Using Twilio’s Real-Time Transcriptions Service in Node.js

August 29, 2025
Written by
Reviewed by

Using Twilio’s Real-Time Transcriptions Service in Node.js

Twilio’s Real-Time Transcription service is now generally available bringing streaming speech recognition capabilities straight into your Twilio Voice applications.

In the past, developers often relied on third-party services coupled with websockets or the TwiML <Gather> or <Record> verbs, waiting until after the caller finished speaking to see results. Now, transcriptions arrive in real time during the call which lets you act on the caller's voice the moment they speak.

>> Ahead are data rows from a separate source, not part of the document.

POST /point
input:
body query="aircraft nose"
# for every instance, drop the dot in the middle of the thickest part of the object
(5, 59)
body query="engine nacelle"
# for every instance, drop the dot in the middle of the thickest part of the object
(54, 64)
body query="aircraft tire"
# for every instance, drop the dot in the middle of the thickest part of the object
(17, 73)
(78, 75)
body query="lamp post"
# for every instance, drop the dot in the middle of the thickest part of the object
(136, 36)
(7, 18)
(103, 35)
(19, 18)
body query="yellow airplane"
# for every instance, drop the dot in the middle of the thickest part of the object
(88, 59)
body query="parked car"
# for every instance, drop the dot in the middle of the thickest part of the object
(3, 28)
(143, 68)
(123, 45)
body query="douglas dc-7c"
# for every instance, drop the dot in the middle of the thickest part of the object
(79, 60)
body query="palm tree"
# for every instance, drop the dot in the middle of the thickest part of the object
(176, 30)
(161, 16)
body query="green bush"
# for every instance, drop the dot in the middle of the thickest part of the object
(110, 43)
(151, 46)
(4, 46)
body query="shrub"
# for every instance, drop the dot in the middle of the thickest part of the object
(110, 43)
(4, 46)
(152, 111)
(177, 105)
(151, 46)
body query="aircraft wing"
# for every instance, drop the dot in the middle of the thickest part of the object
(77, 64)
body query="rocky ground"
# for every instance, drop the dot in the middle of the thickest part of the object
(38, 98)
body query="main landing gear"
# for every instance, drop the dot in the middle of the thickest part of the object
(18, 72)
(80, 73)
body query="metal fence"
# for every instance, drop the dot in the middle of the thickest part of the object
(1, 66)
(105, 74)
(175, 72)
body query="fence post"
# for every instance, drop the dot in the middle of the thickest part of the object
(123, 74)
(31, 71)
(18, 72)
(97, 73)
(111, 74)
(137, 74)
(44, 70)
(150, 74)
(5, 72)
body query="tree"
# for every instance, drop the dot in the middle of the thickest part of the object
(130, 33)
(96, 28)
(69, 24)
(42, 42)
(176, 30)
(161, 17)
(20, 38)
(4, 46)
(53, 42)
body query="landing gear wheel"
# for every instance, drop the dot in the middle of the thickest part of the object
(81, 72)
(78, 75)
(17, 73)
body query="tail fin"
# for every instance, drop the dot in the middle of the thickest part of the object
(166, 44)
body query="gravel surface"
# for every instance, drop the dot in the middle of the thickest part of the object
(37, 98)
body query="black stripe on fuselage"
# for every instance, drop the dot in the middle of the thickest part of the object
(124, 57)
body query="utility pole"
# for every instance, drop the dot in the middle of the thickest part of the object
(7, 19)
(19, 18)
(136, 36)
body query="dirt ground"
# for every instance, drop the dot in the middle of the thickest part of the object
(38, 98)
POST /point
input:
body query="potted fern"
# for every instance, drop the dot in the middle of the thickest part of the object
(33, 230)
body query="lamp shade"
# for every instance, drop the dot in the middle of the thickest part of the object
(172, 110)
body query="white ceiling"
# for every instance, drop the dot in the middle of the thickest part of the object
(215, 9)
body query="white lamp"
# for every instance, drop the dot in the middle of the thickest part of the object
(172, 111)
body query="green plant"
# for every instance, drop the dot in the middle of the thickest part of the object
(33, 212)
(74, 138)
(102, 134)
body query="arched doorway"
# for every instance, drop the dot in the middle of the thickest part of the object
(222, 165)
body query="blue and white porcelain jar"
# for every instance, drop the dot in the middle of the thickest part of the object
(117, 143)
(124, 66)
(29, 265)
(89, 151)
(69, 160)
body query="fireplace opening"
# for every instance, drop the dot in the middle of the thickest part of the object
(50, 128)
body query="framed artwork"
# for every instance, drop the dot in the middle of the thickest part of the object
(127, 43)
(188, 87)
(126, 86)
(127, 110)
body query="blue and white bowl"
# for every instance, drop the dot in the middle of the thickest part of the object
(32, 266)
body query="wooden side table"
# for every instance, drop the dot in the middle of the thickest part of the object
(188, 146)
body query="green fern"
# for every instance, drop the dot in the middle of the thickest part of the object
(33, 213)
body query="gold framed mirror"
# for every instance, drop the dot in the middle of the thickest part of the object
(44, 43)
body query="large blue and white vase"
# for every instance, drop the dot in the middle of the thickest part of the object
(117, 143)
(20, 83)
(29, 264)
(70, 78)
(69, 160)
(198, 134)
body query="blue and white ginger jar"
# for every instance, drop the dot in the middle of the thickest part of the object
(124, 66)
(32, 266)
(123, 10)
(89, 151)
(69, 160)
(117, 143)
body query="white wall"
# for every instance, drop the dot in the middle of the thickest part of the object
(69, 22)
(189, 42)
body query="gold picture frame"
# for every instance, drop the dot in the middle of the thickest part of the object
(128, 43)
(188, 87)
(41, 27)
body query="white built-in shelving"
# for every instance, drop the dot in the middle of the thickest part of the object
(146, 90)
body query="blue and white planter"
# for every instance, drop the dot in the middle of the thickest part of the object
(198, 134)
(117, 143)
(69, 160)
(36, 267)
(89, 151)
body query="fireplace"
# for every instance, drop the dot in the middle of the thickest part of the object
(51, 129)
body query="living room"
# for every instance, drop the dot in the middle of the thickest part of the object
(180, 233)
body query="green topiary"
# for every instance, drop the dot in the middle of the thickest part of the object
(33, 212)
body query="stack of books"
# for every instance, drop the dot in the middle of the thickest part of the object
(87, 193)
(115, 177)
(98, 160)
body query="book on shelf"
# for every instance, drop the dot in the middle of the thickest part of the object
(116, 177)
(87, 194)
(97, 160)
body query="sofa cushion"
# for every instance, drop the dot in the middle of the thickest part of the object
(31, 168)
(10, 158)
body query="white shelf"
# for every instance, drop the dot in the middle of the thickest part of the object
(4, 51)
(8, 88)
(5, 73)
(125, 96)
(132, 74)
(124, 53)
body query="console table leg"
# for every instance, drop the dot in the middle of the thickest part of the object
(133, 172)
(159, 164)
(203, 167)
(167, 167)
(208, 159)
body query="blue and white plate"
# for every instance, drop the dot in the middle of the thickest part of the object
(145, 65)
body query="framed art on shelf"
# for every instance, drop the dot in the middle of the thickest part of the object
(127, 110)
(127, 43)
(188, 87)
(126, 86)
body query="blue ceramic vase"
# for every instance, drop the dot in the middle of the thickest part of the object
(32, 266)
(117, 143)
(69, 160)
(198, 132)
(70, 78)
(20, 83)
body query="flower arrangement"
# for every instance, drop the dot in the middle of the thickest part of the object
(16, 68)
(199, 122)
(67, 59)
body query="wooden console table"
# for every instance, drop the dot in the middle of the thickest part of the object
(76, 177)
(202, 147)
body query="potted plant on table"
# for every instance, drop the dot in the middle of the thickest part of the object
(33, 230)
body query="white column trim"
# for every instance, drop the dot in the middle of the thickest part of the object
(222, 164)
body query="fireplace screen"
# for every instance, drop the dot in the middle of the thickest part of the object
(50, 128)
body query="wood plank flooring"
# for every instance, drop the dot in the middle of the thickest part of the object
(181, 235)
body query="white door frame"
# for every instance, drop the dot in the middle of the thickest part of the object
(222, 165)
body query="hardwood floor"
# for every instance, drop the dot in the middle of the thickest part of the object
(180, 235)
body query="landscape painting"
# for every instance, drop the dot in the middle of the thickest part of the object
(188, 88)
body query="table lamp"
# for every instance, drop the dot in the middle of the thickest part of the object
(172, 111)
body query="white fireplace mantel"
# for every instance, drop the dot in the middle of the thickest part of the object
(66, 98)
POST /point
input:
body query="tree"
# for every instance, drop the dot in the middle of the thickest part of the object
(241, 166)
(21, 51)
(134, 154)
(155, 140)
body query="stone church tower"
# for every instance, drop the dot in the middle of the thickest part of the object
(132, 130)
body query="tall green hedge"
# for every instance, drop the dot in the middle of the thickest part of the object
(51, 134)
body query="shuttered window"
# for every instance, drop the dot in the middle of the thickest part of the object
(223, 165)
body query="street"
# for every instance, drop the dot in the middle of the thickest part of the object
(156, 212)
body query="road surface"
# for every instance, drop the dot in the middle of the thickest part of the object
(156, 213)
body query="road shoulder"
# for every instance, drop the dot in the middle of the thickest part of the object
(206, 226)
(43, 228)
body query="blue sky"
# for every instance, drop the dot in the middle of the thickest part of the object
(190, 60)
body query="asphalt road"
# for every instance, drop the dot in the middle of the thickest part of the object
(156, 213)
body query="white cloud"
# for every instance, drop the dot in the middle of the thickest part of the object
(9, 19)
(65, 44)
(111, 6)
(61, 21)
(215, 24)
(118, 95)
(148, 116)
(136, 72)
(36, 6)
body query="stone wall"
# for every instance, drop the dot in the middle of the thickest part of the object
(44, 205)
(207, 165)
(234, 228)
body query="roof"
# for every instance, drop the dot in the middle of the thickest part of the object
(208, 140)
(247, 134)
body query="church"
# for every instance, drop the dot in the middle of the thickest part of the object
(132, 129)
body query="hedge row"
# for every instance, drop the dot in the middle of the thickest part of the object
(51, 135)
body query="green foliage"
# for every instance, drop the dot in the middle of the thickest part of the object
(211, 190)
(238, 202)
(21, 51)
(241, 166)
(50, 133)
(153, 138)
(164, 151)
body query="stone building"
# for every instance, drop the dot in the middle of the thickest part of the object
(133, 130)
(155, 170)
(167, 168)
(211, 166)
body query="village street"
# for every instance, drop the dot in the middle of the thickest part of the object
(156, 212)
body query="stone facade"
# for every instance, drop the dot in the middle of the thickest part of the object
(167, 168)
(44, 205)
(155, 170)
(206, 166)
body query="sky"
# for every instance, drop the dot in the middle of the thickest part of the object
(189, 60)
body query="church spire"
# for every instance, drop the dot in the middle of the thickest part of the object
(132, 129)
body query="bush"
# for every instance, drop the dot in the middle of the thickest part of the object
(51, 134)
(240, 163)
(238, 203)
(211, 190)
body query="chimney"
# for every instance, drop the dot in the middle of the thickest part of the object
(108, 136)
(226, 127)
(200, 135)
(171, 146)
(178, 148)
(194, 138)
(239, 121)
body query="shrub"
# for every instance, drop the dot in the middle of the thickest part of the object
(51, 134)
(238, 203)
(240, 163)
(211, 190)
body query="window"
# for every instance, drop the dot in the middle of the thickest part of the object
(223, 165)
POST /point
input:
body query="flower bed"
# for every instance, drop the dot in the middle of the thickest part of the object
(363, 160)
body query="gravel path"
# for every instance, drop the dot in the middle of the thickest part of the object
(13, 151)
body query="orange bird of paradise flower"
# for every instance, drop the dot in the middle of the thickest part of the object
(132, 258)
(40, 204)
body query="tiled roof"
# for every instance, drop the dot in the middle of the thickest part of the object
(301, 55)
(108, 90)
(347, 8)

This service allows you to customize your transcription service such as using Deepgram or Google as the speech-to-text transcription provider while also remaining HIPAA-eligible and PCI-compliant for sensitive use cases. You can use it to power live captions, trigger automated workflows mid-conversation, feed conversational AI, or run live sentiment analysis with Twilio’s Conversational Intelligence without having to build your own transcription pipeline.

In this tutorial, you’ll learn how to stream transcripts via webhooks using Twilio’s Real-Time Transcriptions service in a Node.js application.

Prerequisites

Set up a Node.js application

You’ll start setting up your application by initializing a Node.js project and installing the dependencies you’ll need.

Initialize a Node.js project

Open up your terminal, navigate to your preferred directory for Node.js projects, and enter the following commands to create a folder, change into it, and initialize a Node.js project:

mkdir voice-transcription
cd voice-transcription
npm init -y

Install the required dependencies

Next, run the following command to install the dependencies you’ll need for this project:

npm install --save express twilio
  • express — This is a framework for Node.js that makes it easier to handle incoming HTTP requests while simplifying routing and server logic
  • twilio — The Twilio package will be used to access the Twilio Programmable Voice API to send phone calls, and to construct TwiML that will instruct the call what to do – in this case to start Twilio's transcription service

<Transcription> TwiML Noun

Before building out the application, let's briefly talk about the Transcription TwiML noun. The <Transcription> noun is used within a <Start> block to initiate Twilio’s real-time transcription during an active call. When called, Twilio forks the ongoing call’s audio to a speech-to-text engine and immediately returns text results. This allows you to immediately process speech in your application rather than waiting until the caller has finished speaking.

If you aren't familiar with TwiML, take a look at our docs.

The statusCallbackUrl attribute specifies where Twilio should send transcription events such as transcription-content or transcription-stopped.

You can use the transcriptionEngine to specify if you’d like to use Google or Deepgram as the provider; this is useful to leverage engine-specific features or optimizations that you can specify in the speechModel attribute.

speechModel is used to specify which model you’d like to use. The telephony speech model (default) is optimized for phone call audio and the long speech model is optimized for long-form audio such as lectures and long conversations.Additionally, you can leverage Twilio’s Conversational Intelligence using the intelligenceService attribute to store and analyze real-time transcriptions. When enabled, it’ll persist the live transcripts and run post-call language operators.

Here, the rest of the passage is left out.